Data Domain : Cleanable Size is an Estimate

Summary: There is often confusion about the "Cleanable GiB" value presented on a Data Domain system and improper expectations about the amount of space that will be recovered upon running cleaning ...

This article applies to This article does not apply to This article is not tied to any specific product. Not all product versions are identified in this article.

Instructions

There is often confusion about the "Cleanable GiB" value presented on a Data Domain system and improper expectations about the amount of space that will be recovered upon running cleaning.

The "Cleanable GiB" number given is purely an estimate, and it is not possible to get an accurate value for how much space will be recovered by running cleaning, due to the technological choices made when developing the Data Domain Filesystem.

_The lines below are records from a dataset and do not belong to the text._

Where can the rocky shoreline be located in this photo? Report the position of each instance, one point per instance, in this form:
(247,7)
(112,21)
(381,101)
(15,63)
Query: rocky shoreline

Following is a succinct explanation of why estimates of cleanable space can vary substantially from the actual space recovered. There are other factors not accounted for here though, which may make the estimate and the amount of disk space really freed upon running clean to differ substantially
 

When data is ingested by the Data Domain system, the post-compression value is calculated and stored as static data for every file. The "Cleanable" value is simply the sum of the post-compression value for all deleted files since the last time DD clean was run to completion.
 

The Cleanable value becomes inaccurate if the file segments for deleted files have been used in de-deduplicating data in other files that have not been deleted. As long as there is a single file referring to an existing unique segment, the DD clean process will not consider those segments for being reclaimed. So even if a file's post-comp was added in the "Cleanable GiB" counter as if all its unique segments were about to be disposed of, some (or many) may not because of being re-used by other files.
 

A more detailed example showing this effect follows :

Assume that you have 5 files, added one by one to a Data Domain system, with no other data previously on it.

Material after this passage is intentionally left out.